Der Gerichtshof ist sich dessen bewusst, dass im Kontext der Leih-Mutterschaft das Kindeswohl sich nicht nur auf die Achtung seines Rechts auf Privatleben beschränkt. Es umfasst auch weitere grundlegende Elemente, die nicht notwendigerweise für die Anerkennung einer Abstammungsbeziehung zu der Wunsch-Mutter sprechen, wie die Missbrauchsgefahr, die eine Leih-Mutterschaft mit sich bringt (…) und die Möglichkeit, die eigene Herkunft kennen zu wollen (…).
Angesichts der oben (…) nachgezeichneten Erwägungen (…) ist der Gerichtshof dennoch der Meinung, dass die generelle und absolute Unmöglichkeit, die Anerkennung einer Abstammungsbeziehung zwischen einem von einer Leih-Mutter im Ausland geborenen Kind und der Wunsch-Mutter zu erreichen, nicht mit dem Kindeswohl vereinbar ist, was zumindest die Prüfung des Einzelfalls und seiner besonderen Umstände erfordert.» (Seite 185)
Gerichtshof der Europäischen Union (EuGH), Luxemburg, erkennt in dem geplanten Freihandelsabkommen der EU mit Kanada (CETA) keinerlei Beeinträchtigung der Autonomie der Unionsrechtsordnung bzw. der EU-Grundrechte (Gleichbehandlung, Diskriminierungsverbot, Zugang zu einem unabhängigen Gericht) / Gutachten 1/17
Gegenstand des von Belgien beantragten Gutachtens ist die Vereinbarkeit des Mechanismus zur Beilegung von Streitigkeiten zwischen Investoren und Staaten mit dem Unionsrecht.
Dieser Mechanismus besteht aus einem 15-köpfigen CETA- Gericht (5 Richter aus EU-Staaten, 5 Richter aus Kanada und 5 Richter aus Drittstaaten), einer entsprechenden Rechtsbehelfsinstanz sowie einem (diese beiden Organe ablösenden) künftigen multilateralen Investitionsgerichtshof außerhalb des Unionsrechts. In seiner detaillierten Prüfung sämtlicher vorgetragenen Bedenken findet der EuGH (Plenum) keinen Grund zur Beanstandung. (Seite 191)
EuGH bestätigt die Entziehung der durch Täuschung erlangten Aufenthaltstitel von Drittstaatsangehörigen (hier: Chinesen) / Rs. Y.Z., Z.Z., Y.Y.

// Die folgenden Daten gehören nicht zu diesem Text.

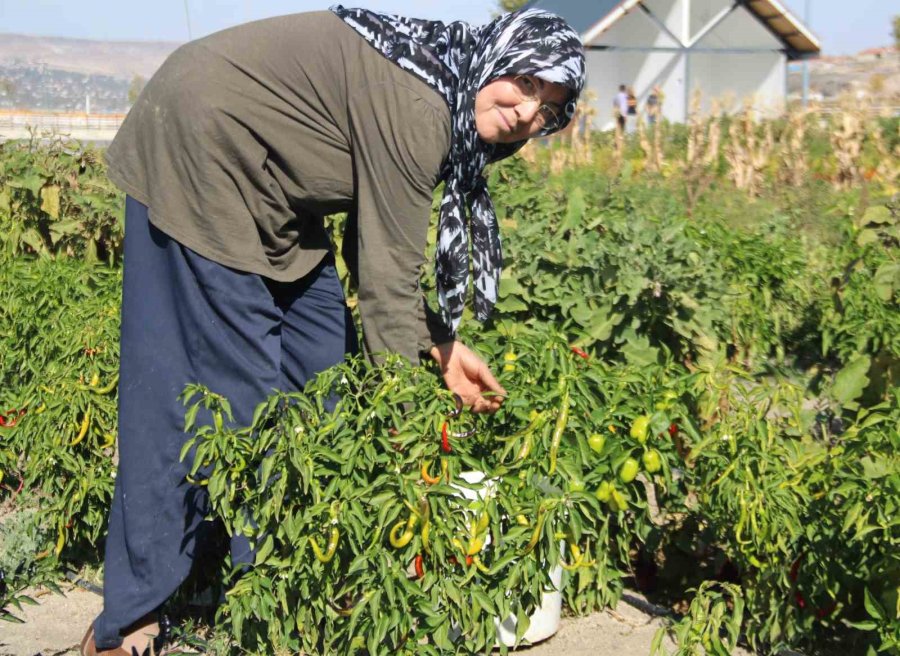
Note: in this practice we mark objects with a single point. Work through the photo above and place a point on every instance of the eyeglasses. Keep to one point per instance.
(547, 117)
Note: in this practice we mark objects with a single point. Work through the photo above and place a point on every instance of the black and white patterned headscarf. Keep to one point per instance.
(457, 60)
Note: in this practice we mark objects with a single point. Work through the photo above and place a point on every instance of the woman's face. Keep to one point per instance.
(516, 107)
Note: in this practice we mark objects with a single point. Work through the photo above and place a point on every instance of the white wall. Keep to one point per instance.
(759, 75)
(606, 70)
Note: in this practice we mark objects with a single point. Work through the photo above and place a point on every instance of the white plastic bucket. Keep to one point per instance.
(544, 621)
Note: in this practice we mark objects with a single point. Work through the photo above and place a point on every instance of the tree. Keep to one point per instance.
(510, 5)
(137, 85)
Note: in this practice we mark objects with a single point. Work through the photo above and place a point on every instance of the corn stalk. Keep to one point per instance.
(746, 153)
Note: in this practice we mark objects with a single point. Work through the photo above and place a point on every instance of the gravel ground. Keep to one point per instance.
(56, 625)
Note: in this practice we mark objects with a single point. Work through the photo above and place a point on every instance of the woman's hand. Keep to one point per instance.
(467, 375)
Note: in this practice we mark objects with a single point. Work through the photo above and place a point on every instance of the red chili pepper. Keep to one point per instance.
(445, 440)
(581, 354)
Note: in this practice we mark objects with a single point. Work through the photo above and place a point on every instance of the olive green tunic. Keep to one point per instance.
(244, 140)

«Nach ständiger Rechtsprechung des Gerichtshofs können sich die Rechtsunterworfenen jedoch nicht in betrügerischer Weise auf die Rechtsvorschriften der Union berufen, da der Grundsatz des Verbots von Betrug einen allgemeinen Grundsatz des Unionsrechts darstellt, der von den Rechtsunterworfenen zu beachten ist (…). Die Versagung oder der Entzug eines Rechts wegen betrügerischer Tätigkeiten ist nur die bloße Folge der Feststellung, dass im Fall von Betrug die objektiven Voraussetzungen für die Erlangung dieses Rechts in Wirklichkeit nicht erfüllt sind. (…)

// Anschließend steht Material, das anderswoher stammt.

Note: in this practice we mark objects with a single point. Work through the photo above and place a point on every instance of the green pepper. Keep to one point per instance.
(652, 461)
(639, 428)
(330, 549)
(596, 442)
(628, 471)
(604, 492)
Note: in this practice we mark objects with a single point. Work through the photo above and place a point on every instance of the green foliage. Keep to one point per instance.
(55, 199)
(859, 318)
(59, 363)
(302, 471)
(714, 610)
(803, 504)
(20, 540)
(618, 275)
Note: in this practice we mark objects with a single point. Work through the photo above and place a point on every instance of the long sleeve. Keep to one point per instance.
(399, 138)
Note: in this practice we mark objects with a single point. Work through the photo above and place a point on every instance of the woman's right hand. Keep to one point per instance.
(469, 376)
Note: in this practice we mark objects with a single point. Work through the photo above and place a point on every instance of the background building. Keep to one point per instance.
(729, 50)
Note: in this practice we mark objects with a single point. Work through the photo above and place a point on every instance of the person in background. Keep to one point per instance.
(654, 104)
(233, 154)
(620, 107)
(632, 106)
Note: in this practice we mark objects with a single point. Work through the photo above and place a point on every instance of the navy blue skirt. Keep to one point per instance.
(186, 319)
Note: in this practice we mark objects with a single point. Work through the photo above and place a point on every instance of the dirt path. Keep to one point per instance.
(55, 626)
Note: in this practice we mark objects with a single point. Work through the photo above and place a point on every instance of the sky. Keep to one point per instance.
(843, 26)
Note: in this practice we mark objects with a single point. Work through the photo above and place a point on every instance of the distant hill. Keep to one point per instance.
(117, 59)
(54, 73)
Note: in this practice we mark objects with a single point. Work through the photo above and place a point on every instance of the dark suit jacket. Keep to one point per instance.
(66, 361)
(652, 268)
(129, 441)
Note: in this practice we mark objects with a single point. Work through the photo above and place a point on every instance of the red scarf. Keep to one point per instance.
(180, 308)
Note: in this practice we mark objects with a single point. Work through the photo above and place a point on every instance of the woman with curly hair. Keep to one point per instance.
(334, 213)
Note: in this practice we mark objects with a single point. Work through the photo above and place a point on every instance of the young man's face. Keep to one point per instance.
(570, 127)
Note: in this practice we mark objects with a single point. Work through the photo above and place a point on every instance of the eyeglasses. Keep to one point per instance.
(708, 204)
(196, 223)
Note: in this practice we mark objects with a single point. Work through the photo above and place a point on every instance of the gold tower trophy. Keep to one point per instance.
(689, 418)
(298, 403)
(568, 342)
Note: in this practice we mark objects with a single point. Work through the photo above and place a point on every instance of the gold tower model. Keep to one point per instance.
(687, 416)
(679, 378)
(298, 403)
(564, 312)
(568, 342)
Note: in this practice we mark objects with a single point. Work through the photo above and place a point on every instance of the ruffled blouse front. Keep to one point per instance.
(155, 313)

Angesichts der mit der Rechtsstellung eines langfristig Aufenthaltsberechtigten verbundenen umfassenden Rechte ist es erforderlich, dass die Mitgliedstaaten gegen Betrug wirksam vorgehen können, indem sie dem Begünstigten die auf einer Täuschung beruhende Rechtsstellung eines langfristig Aufenthaltsberechtigten entziehen.» (Seite 213)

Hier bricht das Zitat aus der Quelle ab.